Therefore, this study aimed to evaluate the diagnostic accuracy of the RT-QuIC assay using stomach biopsies from patients with early PD and to investigate its associations with various clinical characteristics.
Results
A total of 22 patients with PD and 17 healthy controls were recruited. The clinical characteristics of all the participants are summarized in Table 1. The mean duration from motor symptom onset to biopsy in patients with PD was 2.1 ± 1.1 years (mean ± SD). Motor symptoms were right-dominant in 8 patients (36.4%), left-dominant in 10 patients (45.5%), and bilaterally dominant in 3 patients (13.6%). Regarding PD subtypes, 14 patients (63.6%) were classified as akinetic-rigid, six (15.4%) as tremor-dominant, and one (4.5%) as mixed-type.

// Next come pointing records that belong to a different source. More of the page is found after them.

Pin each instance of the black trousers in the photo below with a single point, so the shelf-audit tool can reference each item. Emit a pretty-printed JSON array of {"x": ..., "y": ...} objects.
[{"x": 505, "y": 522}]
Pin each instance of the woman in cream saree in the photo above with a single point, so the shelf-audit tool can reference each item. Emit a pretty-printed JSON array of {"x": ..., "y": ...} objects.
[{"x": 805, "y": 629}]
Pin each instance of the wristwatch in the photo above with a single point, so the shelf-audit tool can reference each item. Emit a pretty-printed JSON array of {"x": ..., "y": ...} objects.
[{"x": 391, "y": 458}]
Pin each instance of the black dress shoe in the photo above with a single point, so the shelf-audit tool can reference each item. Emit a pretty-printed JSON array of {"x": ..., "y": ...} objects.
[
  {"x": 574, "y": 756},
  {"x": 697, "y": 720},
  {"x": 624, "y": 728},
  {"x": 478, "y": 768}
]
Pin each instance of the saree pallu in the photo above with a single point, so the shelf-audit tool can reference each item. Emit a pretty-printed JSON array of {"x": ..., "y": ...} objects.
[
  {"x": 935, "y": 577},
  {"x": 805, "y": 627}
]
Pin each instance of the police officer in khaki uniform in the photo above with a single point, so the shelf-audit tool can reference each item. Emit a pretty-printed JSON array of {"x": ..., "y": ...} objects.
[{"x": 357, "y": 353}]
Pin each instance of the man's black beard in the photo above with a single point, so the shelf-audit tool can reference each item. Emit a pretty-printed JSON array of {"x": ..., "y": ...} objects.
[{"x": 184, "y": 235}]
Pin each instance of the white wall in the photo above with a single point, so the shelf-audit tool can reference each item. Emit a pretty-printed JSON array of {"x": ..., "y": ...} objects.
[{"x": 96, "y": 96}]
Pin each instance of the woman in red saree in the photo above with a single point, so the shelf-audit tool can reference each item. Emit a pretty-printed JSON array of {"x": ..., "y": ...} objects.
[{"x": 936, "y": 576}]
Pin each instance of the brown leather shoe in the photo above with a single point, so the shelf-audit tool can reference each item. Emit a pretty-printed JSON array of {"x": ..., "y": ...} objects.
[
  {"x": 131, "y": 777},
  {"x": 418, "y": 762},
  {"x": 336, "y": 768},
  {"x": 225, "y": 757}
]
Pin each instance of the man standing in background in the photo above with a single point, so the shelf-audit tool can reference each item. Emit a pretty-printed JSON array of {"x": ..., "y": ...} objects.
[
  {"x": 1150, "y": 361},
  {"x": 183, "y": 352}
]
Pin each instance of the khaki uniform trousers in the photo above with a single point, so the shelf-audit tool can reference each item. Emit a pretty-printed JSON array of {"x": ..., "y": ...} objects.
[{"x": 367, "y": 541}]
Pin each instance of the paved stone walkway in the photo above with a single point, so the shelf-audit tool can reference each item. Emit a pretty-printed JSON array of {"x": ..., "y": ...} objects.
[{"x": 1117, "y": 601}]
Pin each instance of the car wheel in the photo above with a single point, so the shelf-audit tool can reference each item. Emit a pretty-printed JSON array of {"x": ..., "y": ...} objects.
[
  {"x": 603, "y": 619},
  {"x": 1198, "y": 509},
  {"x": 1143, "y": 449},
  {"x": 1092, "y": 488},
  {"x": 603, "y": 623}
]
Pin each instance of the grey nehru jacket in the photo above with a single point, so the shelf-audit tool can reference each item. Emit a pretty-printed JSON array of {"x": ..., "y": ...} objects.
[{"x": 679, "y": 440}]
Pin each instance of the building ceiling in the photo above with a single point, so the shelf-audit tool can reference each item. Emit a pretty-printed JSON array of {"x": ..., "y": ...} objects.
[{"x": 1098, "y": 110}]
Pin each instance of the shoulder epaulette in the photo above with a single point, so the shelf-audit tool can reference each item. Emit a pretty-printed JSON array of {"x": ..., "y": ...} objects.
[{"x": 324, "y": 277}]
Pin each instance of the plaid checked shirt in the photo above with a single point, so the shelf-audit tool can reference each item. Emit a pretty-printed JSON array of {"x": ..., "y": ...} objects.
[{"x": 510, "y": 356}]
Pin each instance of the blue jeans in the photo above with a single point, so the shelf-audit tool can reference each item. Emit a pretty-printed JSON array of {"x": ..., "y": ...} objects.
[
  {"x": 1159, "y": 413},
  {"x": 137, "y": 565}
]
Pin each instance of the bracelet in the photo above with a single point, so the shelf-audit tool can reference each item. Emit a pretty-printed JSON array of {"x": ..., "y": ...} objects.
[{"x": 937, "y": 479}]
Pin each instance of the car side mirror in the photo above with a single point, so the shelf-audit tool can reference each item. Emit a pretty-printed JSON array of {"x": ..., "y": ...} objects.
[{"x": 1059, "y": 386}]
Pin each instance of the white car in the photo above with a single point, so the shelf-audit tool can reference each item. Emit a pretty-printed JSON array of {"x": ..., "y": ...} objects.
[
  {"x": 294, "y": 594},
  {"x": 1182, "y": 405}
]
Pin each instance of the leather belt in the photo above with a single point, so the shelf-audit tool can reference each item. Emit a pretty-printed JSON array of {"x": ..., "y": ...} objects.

The mean MDS-UPDRS Part III motor score of patients with PD was 15.6 ± 7.8, and all patients were at HY stage 2 or below (stage 1: 7 [31.8%]; stage 2: 15 [68.2%]). The scores of assessments for non-motor symptoms were as follows: MoCA, 25.4 ± 3.8; FAB, 15.9 ± 2.1; GDS, 10.2 ± 6.1; NMSS, 15.5 ± 14.4; Brief Smell Identification Test, 5.6 ± 2.3; and RBDSQ, 3.0 ± 2.9. We identified RBD in 4 (18.2%) patients and orthostatic hypotension in 6 (27.3%) patients with PD. The LEDD in patients with PD was 352.3 ± 193.2 mg. Based on these assessments, two patients fulfilled the level I diagnostic criteria for PD with mild cognitive impairment (PD-MCI)22.
Pathological AS-seeding activity in stomach biopsies from patients with PD and controls
The pathological AS-seeding activity evaluated using the RT-QuIC assay is summarized in Figs. 1 and 2 and Supplementary Table 1. The AS-seeding activity was detected in 10 patients with PD (45.5%) but none in the healthy controls (0%; p = 0.001). One patient in the PD group showed positivity in only a single well and was classified as negative for pathological AS-seeding activity. Therefore, the RT-QuIC assay demonstrated sensitivity and specificity of 45.5% and 100%, respectively. In patients with PD + AS, the mean lag time was 36.0 ± 5.4 h, and the mean PAR value was 0.0287 ± 0.0042 (Fig. 2A, B).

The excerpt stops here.